Jules tomou uma bebida rápida no bar e encheu o copo novamente.
— Você sabe, é uma coisa engraçada, a gente pode fumar até morrer, beber até morrer,
trabalhar até morrer e mesmo comer até morrer. Mas tudo isso é aceitável. A única coisa que a
gente não pode fazer medicamente é se estrepar até morrer, e é aí que se põem todos os
obstáculos.
Ele fez uma pausa para terminar a sua bebida e continuou:
— Mas até isso é complicação, principalmente para as mulheres. Tive clientes que não
podiam mais ter filhos. “Ë perigoso”, eu dizia a elas. “Você pode morrer”, eu dizia a elas. E um
mês depois elas apareciam, com as faces inteiramente rosadas, dizendo: “Doutor, penso que
estou grávida”, e com toda a certeza era verdade. “Mas é perigoso”, eu dizia a elas. Minha voz
costumava ter expressão naquela época. E elas sorriam para mim, dizendo: “Mas meu marido e
eu somos católicos fervorosos.”
Ouviu-se uma batida, e dois garçons entraram empurrando um carrinho cheio de comida e
bules de cafés de prata. Tiraram uma mesa portátil da parte de baixo do carrinho e a montaram.

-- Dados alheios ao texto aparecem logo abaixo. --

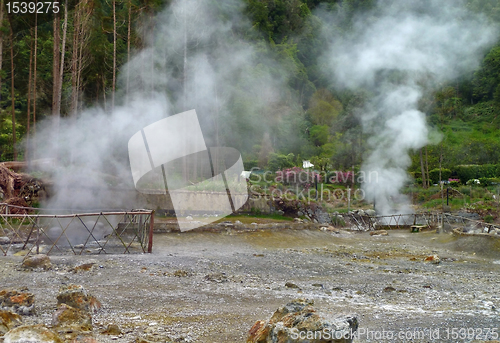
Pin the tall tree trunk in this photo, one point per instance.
(12, 94)
(424, 183)
(114, 57)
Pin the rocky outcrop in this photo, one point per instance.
(298, 322)
(77, 297)
(8, 320)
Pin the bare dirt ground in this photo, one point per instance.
(212, 287)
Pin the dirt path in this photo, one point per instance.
(211, 287)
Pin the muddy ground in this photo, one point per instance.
(211, 287)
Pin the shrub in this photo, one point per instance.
(434, 174)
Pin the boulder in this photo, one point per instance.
(20, 302)
(298, 322)
(112, 330)
(39, 261)
(8, 320)
(32, 334)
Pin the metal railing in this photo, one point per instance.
(113, 232)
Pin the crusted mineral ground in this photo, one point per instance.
(212, 287)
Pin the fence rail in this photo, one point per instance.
(25, 232)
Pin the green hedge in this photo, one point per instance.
(434, 175)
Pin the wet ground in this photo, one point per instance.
(212, 287)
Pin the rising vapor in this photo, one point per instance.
(394, 52)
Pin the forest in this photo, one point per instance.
(58, 65)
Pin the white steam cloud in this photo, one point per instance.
(393, 52)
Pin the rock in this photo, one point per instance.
(180, 273)
(85, 267)
(32, 334)
(67, 319)
(330, 229)
(8, 320)
(370, 212)
(39, 261)
(379, 233)
(433, 259)
(298, 322)
(17, 301)
(112, 329)
(76, 296)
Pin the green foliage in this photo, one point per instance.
(468, 172)
(280, 161)
(434, 175)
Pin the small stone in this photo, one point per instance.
(8, 321)
(300, 316)
(216, 277)
(82, 267)
(39, 261)
(32, 334)
(112, 329)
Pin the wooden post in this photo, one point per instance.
(151, 226)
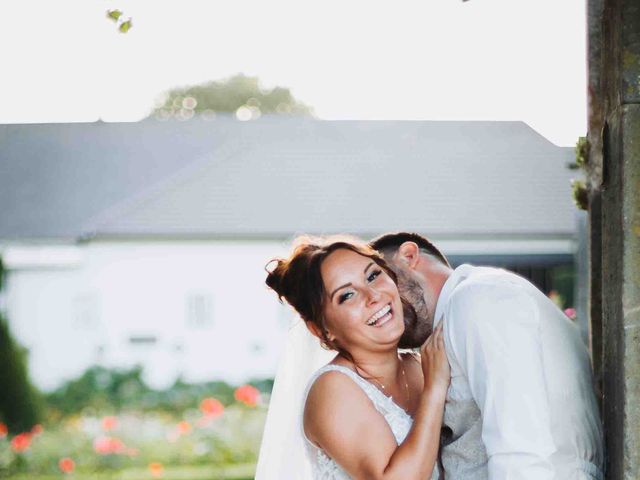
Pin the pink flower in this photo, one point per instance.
(247, 394)
(109, 445)
(21, 442)
(156, 469)
(184, 428)
(109, 423)
(211, 407)
(66, 465)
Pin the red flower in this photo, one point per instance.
(211, 407)
(248, 394)
(109, 423)
(21, 442)
(66, 465)
(156, 469)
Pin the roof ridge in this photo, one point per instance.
(91, 227)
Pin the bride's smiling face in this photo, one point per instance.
(362, 306)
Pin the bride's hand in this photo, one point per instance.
(435, 366)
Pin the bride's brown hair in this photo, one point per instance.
(297, 279)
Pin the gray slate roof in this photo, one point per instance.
(280, 175)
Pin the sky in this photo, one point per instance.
(63, 61)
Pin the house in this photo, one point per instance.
(146, 242)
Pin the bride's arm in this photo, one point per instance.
(342, 421)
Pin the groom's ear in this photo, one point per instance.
(408, 255)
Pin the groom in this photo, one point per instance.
(521, 403)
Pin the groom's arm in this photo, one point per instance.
(494, 332)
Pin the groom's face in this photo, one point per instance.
(418, 318)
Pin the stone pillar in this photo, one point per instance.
(614, 132)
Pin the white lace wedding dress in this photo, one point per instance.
(324, 468)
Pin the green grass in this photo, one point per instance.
(200, 472)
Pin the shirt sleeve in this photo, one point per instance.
(494, 331)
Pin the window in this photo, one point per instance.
(199, 310)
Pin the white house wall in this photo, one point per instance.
(87, 311)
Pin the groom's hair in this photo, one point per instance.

Depois Johnny os dispensou.
Sentaram-se à mesa e comeram os sanduíches quentes que Lucy pedira, acompanhados do
café. Johnny recostou-se na cadeira e acendeu um cigarro.
— Então, você gosta de salvar vidas. Como é que você se tornou um especialista em abortos?

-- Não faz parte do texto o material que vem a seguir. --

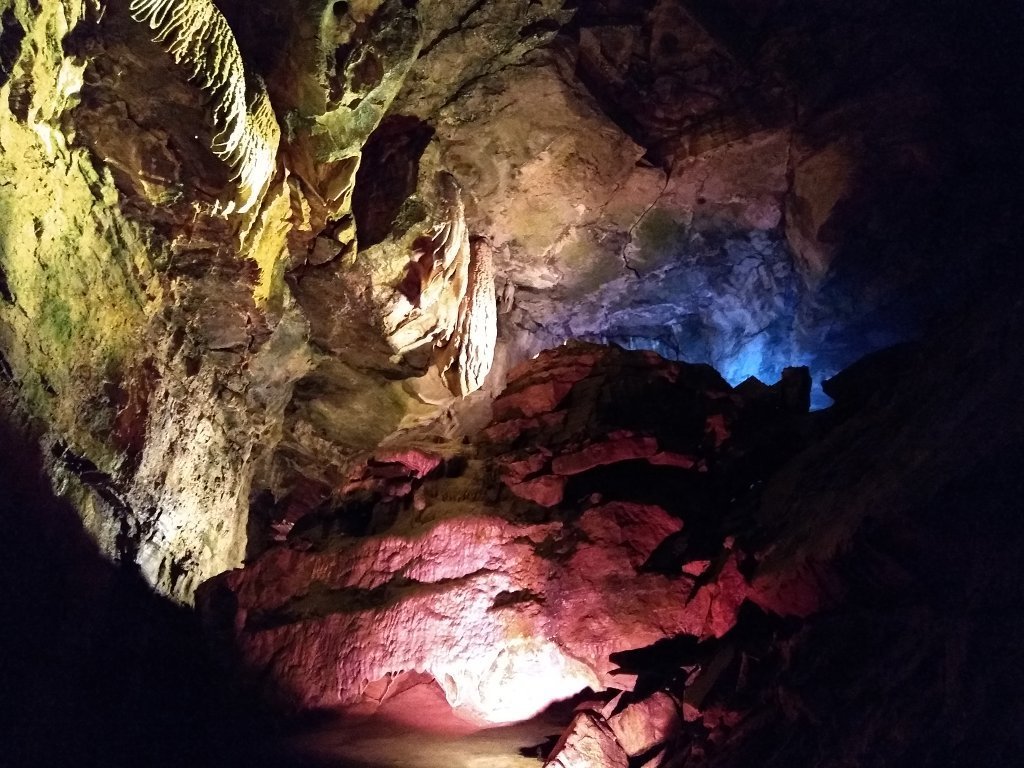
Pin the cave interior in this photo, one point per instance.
(509, 383)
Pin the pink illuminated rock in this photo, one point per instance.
(608, 452)
(546, 491)
(511, 606)
(643, 725)
(589, 742)
(418, 462)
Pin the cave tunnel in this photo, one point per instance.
(507, 383)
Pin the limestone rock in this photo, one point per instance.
(588, 742)
(645, 724)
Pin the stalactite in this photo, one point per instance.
(466, 360)
(198, 36)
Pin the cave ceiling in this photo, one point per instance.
(247, 243)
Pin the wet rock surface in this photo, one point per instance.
(208, 239)
(596, 516)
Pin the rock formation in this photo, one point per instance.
(514, 604)
(428, 340)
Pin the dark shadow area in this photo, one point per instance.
(387, 175)
(95, 669)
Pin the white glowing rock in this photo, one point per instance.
(643, 725)
(525, 676)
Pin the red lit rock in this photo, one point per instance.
(589, 742)
(418, 462)
(546, 491)
(643, 725)
(609, 452)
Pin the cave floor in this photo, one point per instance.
(418, 729)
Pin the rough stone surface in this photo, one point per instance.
(509, 607)
(643, 725)
(588, 743)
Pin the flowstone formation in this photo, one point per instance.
(600, 512)
(179, 253)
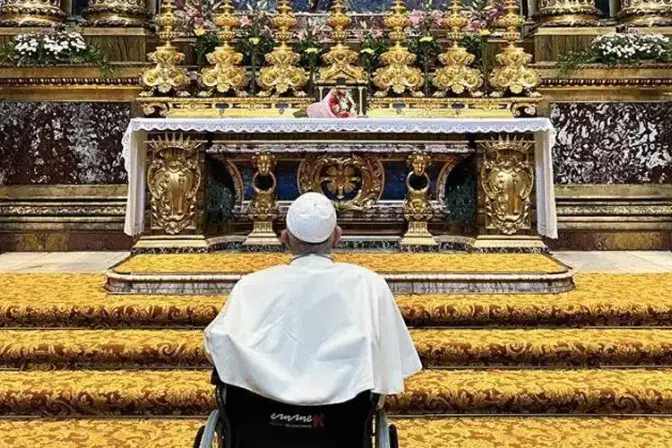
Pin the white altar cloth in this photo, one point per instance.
(134, 149)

Lucy desabafou pela primeira vez.
— Ele queria ajudar as moças em dificuldades, moças que poderiam cometer suicídio ou
fazer alguma coisa perigosa para se livrar da criança.
Jules sorriu para ela e suspirou:
— Não é assim tão simples. Tornei-me cirurgião finalmente. Eu tinha boa mão, como se diz
vulgarmente. Mas eu era tão bom que tinha medo de mim mesmo. Eu abria a barriga de um
pobre coitado e sabia que ele ia morrer. Eu operava e sabia que o câncer, ou tumor, voltaria, mas
eu os mandava embora com um sorriso e um bocado de conversa mole. Vinha uma pobre
mulher e eu cortava-lhe um seio. Um ano depois, ela voltava e eu cortava-lhe o outro seio. Um
ano depois disso, eu catava nas suas entranhas como a gente cata as sementes de uma melancia.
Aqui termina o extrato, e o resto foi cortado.